Uma das suas bases teóricas para realizar tal tarefa seriam “[...] muitos antropólogos associados com a virada ontológica [que] voltaram suas atenções para a questão da natureza e da política do não-humano (em linhas gerais, animais, plantas, minerais, os espíritos e os mortos)”, entre os quais está, por exemplo, Viveiros de Castro (HUI, 2020, p. 34). Em poucas palavras, trata-se de pensar a unificação do cosmos e da moral, por meio das atividades técnicas, sejam elas da criação de produtos ou de obras de arte; é por isso que Hui afirma, com veemência: “[...] creio que seja difícil, senão impossível, que a modernidade seja superada sem que se enfrente de maneira direta a questão da tecnologia” (HUI, 2020, p. 38), e isso pode ser feito com uma reavaliação do conceito de cosmopolítica em relação a cosmotécnica.

O que Hui propõe, nesse caso, é acordar as possibilidades adormecidas através de uma investigação sobre a tecnodiversidade capaz de rearticular a questão da tecnologia e os dados antropológicos. Para isso, “[...] precisaremos redescobrir uma multiplicidade de cosmotécnicas e reconstruir suas histórias para projetarmos no Antropoceno as possibilidades que nelas estão adormecidas.” (HUI, 2020, p. 15). A isso precisamente poderíamos chamar de um projeto de decolonização da tecnologia:

Como o pensamento não-europeu e o não-moderno poderiam responder a esta época tecnológica senão com uma pelo retorno à natureza?
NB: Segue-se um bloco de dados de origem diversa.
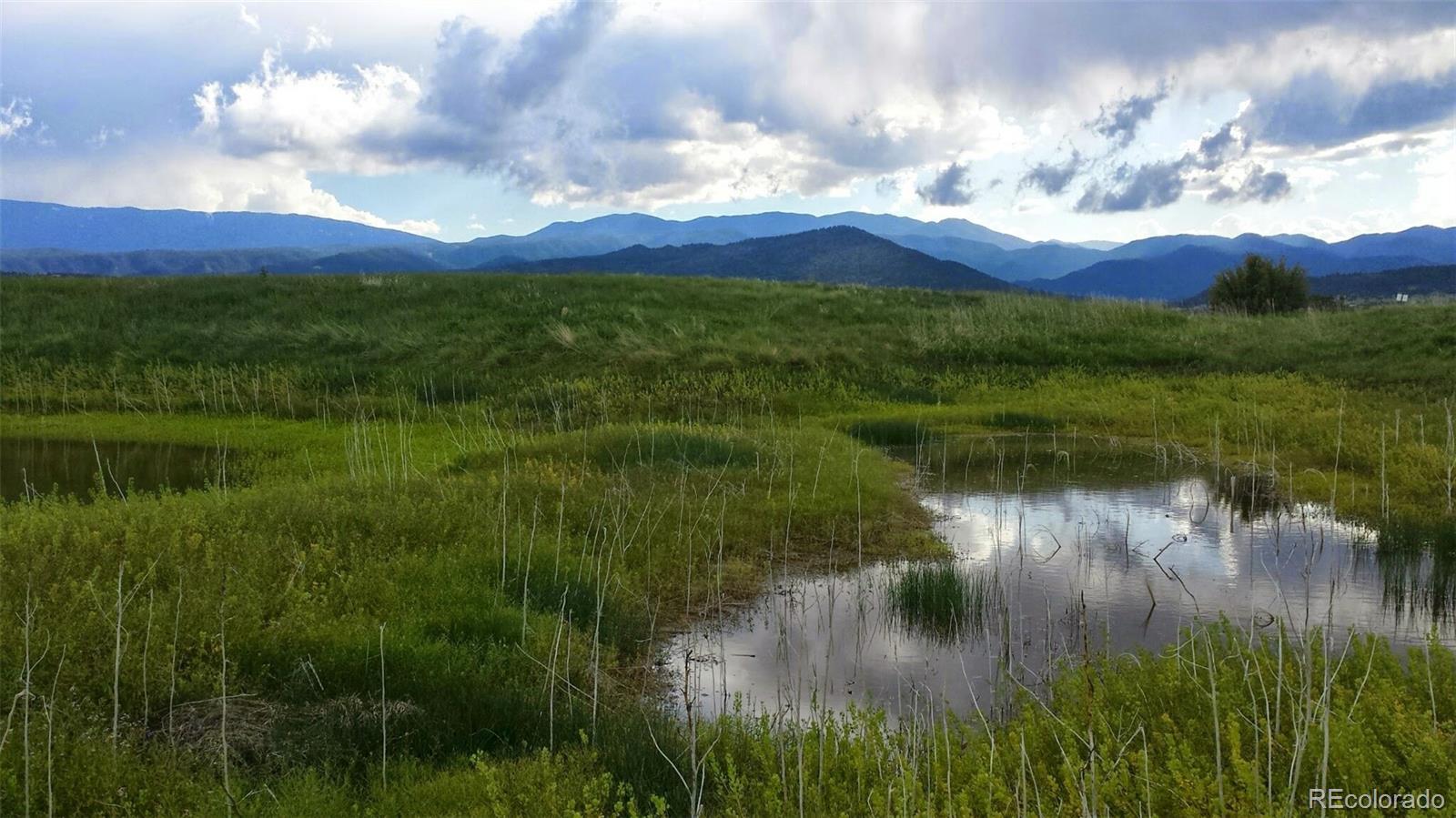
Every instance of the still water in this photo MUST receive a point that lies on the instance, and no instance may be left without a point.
(1113, 555)
(31, 468)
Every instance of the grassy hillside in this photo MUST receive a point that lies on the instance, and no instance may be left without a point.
(463, 511)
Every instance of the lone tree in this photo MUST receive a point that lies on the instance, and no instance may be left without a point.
(1259, 286)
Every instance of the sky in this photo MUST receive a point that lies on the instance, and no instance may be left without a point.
(458, 119)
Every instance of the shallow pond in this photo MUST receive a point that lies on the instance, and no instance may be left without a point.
(1114, 555)
(29, 468)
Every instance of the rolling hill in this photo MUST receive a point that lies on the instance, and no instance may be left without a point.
(832, 255)
(123, 228)
(57, 239)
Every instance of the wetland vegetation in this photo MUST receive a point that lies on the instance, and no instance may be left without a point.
(472, 527)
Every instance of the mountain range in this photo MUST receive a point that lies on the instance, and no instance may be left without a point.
(60, 239)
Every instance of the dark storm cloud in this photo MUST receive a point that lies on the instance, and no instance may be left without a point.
(1050, 177)
(1118, 123)
(1257, 187)
(950, 187)
(1145, 187)
(1222, 146)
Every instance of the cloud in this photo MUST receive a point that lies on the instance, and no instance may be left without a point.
(318, 39)
(324, 121)
(1152, 185)
(1121, 119)
(1259, 185)
(1320, 111)
(251, 21)
(15, 118)
(106, 136)
(1218, 148)
(182, 177)
(950, 188)
(1050, 177)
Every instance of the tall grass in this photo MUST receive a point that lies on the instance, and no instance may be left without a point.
(407, 451)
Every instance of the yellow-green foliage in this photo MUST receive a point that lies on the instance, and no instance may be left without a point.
(510, 490)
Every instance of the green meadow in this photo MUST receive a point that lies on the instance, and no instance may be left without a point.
(460, 516)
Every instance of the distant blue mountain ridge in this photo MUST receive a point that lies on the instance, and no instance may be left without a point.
(40, 237)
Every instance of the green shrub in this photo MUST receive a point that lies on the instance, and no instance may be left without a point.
(1259, 286)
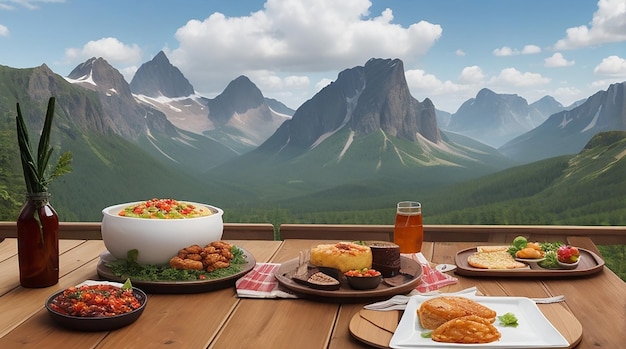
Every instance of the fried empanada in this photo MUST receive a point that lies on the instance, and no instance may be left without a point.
(466, 330)
(435, 311)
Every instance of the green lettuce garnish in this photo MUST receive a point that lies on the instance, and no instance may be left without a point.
(508, 319)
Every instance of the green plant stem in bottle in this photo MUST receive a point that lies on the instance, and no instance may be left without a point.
(38, 223)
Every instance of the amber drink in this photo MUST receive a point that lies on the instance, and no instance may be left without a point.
(408, 231)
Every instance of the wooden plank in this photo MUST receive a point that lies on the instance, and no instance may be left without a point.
(248, 231)
(348, 232)
(599, 235)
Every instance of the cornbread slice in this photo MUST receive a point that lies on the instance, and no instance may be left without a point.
(343, 256)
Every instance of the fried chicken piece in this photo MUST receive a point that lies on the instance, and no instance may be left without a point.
(186, 264)
(213, 256)
(218, 265)
(193, 249)
(466, 330)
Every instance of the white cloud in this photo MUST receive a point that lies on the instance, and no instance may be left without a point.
(613, 66)
(557, 60)
(291, 37)
(471, 76)
(322, 83)
(608, 25)
(513, 77)
(531, 49)
(568, 95)
(507, 51)
(111, 49)
(504, 51)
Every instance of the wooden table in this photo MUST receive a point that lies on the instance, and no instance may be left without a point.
(221, 320)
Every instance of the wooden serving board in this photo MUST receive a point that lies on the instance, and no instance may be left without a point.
(590, 263)
(376, 328)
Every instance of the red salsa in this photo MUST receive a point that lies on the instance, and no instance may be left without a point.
(95, 301)
(165, 209)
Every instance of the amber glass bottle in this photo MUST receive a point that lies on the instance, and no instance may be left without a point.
(38, 242)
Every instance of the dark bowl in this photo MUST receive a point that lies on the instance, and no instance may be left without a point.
(364, 282)
(97, 323)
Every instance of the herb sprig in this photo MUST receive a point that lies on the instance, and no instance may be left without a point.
(35, 169)
(129, 268)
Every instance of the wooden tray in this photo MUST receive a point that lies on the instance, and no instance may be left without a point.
(179, 287)
(376, 328)
(411, 269)
(590, 263)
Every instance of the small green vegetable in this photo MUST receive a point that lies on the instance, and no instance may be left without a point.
(520, 242)
(508, 319)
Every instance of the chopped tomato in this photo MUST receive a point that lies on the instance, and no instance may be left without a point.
(365, 272)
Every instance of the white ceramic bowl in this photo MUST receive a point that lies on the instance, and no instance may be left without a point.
(157, 240)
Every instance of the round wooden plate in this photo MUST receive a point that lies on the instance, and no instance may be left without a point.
(411, 272)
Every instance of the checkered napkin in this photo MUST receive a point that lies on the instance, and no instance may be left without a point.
(261, 282)
(432, 279)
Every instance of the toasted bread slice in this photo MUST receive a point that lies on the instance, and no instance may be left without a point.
(491, 248)
(494, 260)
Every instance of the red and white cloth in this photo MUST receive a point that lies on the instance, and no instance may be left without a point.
(261, 282)
(432, 279)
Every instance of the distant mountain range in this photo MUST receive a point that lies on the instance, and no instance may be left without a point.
(364, 132)
(494, 118)
(568, 131)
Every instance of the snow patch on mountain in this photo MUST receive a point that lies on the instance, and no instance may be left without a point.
(88, 78)
(593, 122)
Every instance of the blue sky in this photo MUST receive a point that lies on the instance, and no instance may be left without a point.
(292, 48)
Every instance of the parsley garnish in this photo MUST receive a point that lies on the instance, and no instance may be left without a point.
(508, 319)
(129, 268)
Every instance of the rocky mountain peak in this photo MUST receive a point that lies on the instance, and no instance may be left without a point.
(159, 77)
(386, 103)
(366, 99)
(495, 118)
(238, 97)
(98, 74)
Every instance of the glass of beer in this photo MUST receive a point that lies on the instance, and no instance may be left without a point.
(408, 232)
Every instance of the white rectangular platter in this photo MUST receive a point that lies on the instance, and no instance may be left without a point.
(533, 331)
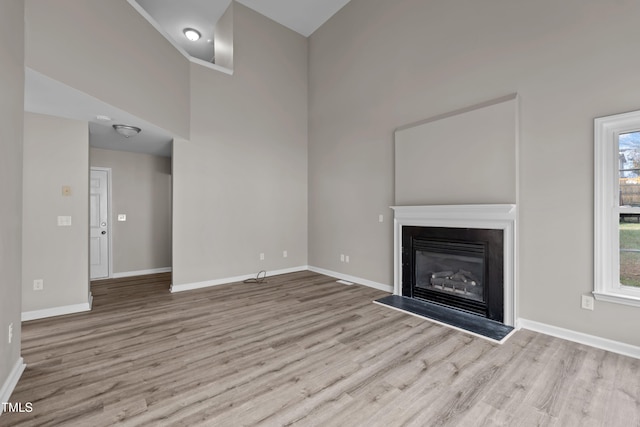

Com o meu conhecimento limitado sobre América Latina, minha esperança que este trabalho desperte uma curiosidade que leve a perguntas como: o que significa uma cosmotécnica amazônica, inca, Maia? E, para além de formas de arte e de artesanato indígenas a serem preservadas, como essas cosmotécnicas poderiam nos inspirar a recontextualizar a tecnologia moderna? (HUI, 2020, p. 18).

Tudo isso passaria por uma tentativa intencional de fragmentar o mundo - uma estratégia contrária, portanto, ao que propôs a modernidade:

Talvez devêssemos atribuir ao pensamento a tarefa oposta àquela que lhe é oferecido pela filosofia iluminista: fragmentar o mundo de acordo com o diferente, em vez de universalizá-lo através do mesmo; induzir o mesmo através do diferente, em vez de deduzir o diferente a partir do mesmo. (HUI, 2020, p. 72).

Ora, isso passaria, necessariamente, pelo reconhecimento das várias tecnologias, formadoras de diferentes cosmotécnicas. Em algum sentido, isso significa fazer uma crítica à tecnologia branca e à atitude embranquecedora da tecnologia, o que exige identificar “[...] os erros decisivos das populações brancas” (HUI, 2020, p. 77) que fizeram das tecnologias militares e náuticas uma forma de colonização do mundo, pela via do Iluminismo. Em outras palavras, seria preciso superar esse tipo de tecnologia que “[...] adquire e até mesmo executa o pensamento iluminista.” (HUI, 2020, p. 81).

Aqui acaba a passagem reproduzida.